Правда то, что я написал фильмовую пьесу. Правда и то, что Кубрик использовал ее лишь на три четверти, изменив в ней разнообразные детали, которые я так удачно скомпоновал. Его фильм великолепен, с чудесными актерами, вот только нимфетка там совершенно не моя.
У меня нет никакой концепции романа. Осмелюсь даже сказать, что «роман» в виде общей идеи не существует. Я ненавижу общие идеи. Для меня «Госпожа Бовари» столь отличается от «Воспитания чувств», а они вместе столь отличаются от нелепой «Пармской обители» или от пошлого «Постороннего», что фраза «романы Флобера, Стендаля, Камю» не имеет для меня ни малейшего смысла. Я полагаю, что «Вуайер» («Подглядчик»), «Ревность», «В Лабиринте» бесконечно выше всего, что я читал из французского «романа» на протяжении лет тридцати, но должен добавить, что озвученные моим другом Роб-Грийе теории оставляют меня совершенно безразличным.

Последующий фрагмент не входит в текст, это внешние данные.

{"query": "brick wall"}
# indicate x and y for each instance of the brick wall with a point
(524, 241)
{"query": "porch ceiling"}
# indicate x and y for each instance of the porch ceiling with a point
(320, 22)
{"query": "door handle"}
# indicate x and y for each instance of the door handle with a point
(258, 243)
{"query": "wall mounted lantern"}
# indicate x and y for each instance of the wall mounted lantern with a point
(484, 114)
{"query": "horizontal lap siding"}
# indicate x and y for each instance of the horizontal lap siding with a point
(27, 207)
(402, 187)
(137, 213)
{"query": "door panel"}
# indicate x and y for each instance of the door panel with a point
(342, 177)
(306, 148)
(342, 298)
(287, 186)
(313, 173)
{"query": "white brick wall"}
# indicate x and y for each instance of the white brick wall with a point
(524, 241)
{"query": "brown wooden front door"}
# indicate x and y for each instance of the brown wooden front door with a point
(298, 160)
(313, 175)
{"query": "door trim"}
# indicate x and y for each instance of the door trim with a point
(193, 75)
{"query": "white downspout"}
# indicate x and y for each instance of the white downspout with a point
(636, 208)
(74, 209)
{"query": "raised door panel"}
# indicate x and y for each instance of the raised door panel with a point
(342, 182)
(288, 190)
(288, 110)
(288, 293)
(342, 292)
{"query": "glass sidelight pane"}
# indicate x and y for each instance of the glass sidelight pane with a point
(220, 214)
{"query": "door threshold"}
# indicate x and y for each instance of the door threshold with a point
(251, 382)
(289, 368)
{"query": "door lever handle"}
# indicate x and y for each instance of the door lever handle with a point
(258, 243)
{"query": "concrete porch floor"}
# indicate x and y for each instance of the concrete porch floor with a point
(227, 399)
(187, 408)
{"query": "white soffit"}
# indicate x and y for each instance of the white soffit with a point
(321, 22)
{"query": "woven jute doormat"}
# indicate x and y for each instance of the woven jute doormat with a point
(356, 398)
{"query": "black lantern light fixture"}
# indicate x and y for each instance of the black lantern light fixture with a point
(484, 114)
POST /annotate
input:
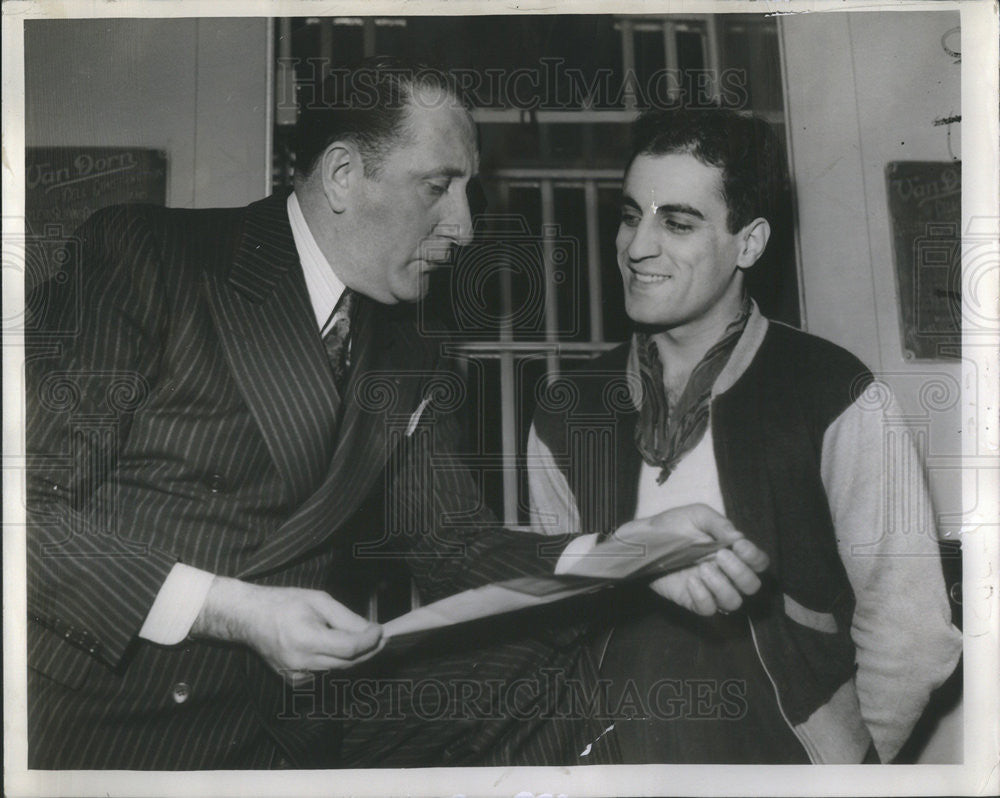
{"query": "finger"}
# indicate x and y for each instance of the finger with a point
(347, 646)
(701, 600)
(714, 523)
(738, 572)
(337, 615)
(750, 554)
(669, 587)
(725, 595)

Я в достаточной мере владею тремя языками — русским, английским и французским, дабы контролировать каждую деталь в переводе моих книг. Я настаиваю на том, чтобы перевод был достоверным, без малейших упущений и погрешностей. Я прошу, чтобы предметы, части моих пейзажей оставались узнаваемыми и чтобы мне не подсовывали какую-то «пурпурную тень», когда я пишу «purple shade» — фиолетовая тень. Я всегда готов сам заниматься тем, что требует точности или специальных знаний.
Только я ответственен за золотые песчинки стихов, инкрустированных в мою прозу, за так называемую «непереводимую» игру слов, за бархатистость той или иной метафоры, за концовку той или иной фразы и за все точные термины из ботаники, орнитологии и энтомологии, которые раздражают плохого читателя моих романов. Единственное, в чем переводчик обязан разбираться до тонкостей, — это язык, на котором написан мой текст; однако же я более с грустью, нежели с удивлением замечаю, что маститые переводчики с английского на французский чувствуют себя уютно, только работая с клише. Любая оригинальность сбивает их с толку.
Название этого только что появившегося в Америке романа — «Просвечивающие предметы». Некое бестелесное существо — душа недавно умершего от болезни печени романиста — повествует о трудностях, которые испытывают привидения в восприятии нашего мира, в том, чтобы не отстать от нашего настоящего и не погрузиться в прошлое сквозь просвечивающие человеческие вещи. Это весьма забавный роман. Но он не для всех.
Я не совсем понимаю, почему бы какому-нибудь французскому ученому не взяться за дословный прозаический перевод «Евгения Онегина». С теми комментариями и пояснениями, которыми я снабдил мое английское четырехтомное издание. Откуда это свежеиспеченное безразличие французского читателя к по- настоящему значительным произведениям?
Ненавижу «ангажированных» писателей, расхожие убеждения и помпезный стиль.
Я ничего не читал Гомбровича и плохо представляю себе, что такое «школа» романа, старого или нового.
<1973?>
Интервью анониму
{214}
Его тема — всего лишь производимое из-за кипарисовой запредельности исследование сцепления случайных судеб. Несколько внимательных читателей из числа литературных обозревателей написали о нем прекрасные строки. Однако ни они, ни, конечно же, заурядные критиканы не усмотрели структурного узла моей истории. Могу я разъяснить ее простую и изящную суть?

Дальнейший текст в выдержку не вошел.